Colapisci il tonnaroto

 

 

A Colapisci quella maestrina giovane che portava gli alunni in tonnara a vedere i pesci e gli uomini sulle barche piaceva assai. Prima ancora di vederla sentiva le voci dei bambini che correvano tra le ferule, felici di non essere a scuola.
Poi arrivava lei col suo sorriso e gli occhiali che nascondevano occhi neri e bellissimi, e lui diventava tutto rosso, si levava il berretto e abbassava gli occhi per un saluto senza parole.
Colapisci non era il suo vero nome, lui ‘Ndria si chiamava, ma quell’ingiuria gliel’aveva messa rais Cicco per la sua bravura a tuffarsi sott’acqua e cucire le reti della tonnara strappate dai bistini e dalla corrente.
Due o tre volte aveva pure recuperato grossi pescispada che si erano ammagliati tra lato e virune, là dove i tonnaroti con l’asta non potevano arrivare, e allora il rais d’accordo coi padroni gli aveva regalato l’ancidda del pesce appena scugghiato, la surra che non si vende perché è la parte più pregiata e dopo lo sventramento finisce sulla tavola di chi comanda.

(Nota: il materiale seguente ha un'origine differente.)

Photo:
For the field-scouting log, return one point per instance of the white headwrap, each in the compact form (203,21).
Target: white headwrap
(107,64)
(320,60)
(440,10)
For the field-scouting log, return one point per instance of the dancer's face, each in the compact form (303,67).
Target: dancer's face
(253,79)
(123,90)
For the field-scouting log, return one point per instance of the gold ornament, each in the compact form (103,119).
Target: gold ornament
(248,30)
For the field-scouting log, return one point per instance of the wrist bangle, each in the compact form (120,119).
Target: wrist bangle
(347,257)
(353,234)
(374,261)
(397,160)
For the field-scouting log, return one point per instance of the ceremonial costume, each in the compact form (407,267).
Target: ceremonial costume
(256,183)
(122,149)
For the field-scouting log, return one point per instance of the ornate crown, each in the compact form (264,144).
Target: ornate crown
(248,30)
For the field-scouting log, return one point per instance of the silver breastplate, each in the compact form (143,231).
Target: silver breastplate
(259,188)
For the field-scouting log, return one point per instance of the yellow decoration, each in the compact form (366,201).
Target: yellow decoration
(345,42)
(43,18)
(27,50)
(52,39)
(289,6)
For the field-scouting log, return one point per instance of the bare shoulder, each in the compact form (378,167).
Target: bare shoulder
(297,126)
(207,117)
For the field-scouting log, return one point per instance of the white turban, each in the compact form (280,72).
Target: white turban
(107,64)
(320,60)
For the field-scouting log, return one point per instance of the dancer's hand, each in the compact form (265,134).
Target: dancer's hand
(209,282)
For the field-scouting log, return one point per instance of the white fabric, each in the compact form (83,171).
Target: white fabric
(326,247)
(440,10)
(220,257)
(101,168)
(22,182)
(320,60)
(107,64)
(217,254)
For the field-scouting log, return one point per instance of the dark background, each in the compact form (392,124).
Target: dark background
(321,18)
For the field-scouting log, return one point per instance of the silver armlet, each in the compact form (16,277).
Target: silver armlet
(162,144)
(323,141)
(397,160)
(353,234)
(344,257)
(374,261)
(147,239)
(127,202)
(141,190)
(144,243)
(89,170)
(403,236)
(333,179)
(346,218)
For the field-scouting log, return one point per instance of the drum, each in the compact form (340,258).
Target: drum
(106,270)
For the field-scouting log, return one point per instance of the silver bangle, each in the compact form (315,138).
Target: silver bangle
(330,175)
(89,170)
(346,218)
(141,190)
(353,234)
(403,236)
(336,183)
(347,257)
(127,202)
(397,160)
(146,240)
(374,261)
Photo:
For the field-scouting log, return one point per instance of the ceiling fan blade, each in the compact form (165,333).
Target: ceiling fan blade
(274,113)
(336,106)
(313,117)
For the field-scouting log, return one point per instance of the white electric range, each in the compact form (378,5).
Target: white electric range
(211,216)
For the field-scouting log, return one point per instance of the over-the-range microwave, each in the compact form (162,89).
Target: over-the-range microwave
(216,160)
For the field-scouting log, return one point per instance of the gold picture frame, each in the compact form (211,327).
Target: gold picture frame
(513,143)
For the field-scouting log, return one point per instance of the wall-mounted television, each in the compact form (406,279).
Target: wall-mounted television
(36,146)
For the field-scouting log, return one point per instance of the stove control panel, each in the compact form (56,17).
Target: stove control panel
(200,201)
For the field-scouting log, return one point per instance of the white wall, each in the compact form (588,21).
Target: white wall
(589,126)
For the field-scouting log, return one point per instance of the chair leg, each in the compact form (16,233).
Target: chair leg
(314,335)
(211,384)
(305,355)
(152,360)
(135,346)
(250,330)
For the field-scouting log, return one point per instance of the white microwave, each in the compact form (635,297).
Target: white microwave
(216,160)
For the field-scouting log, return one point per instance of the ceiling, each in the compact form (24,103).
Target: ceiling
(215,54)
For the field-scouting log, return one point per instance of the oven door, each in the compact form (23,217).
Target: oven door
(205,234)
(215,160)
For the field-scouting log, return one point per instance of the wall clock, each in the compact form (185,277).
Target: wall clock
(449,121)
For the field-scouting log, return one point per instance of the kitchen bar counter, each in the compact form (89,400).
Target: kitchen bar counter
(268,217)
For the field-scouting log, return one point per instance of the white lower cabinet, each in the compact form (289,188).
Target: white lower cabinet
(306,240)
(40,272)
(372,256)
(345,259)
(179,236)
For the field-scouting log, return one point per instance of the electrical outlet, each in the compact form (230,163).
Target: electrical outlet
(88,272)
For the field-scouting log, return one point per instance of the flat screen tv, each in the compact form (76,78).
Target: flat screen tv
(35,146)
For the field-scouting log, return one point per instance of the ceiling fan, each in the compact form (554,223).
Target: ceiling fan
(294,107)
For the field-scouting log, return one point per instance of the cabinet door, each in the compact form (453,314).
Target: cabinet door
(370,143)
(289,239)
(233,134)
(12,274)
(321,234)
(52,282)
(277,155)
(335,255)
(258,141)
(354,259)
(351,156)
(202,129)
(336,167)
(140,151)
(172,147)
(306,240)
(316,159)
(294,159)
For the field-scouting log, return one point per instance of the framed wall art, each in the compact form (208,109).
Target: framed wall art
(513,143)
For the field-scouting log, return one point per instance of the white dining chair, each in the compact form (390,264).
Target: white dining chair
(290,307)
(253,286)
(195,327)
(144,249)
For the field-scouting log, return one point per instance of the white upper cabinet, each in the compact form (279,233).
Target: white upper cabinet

La maestra e gli alunni arrivavano dal paese su un carretto quando i fiori della primavera coloravano di giallo e viola i campi; in mare si preparavano le ultime mattanze della stagione, tra poco la scuola avrebbe chiuso e i vascelli sarebbero tornati nelle trizzane.
Colapisci lo sapeva che per quell’anno lei non sarebbe più venuta e solo questo gli diede il coraggio di avvicinarsi…
"ciao, sono ‘Ndria, vuoi che vi spiego come si pescano i tonni?"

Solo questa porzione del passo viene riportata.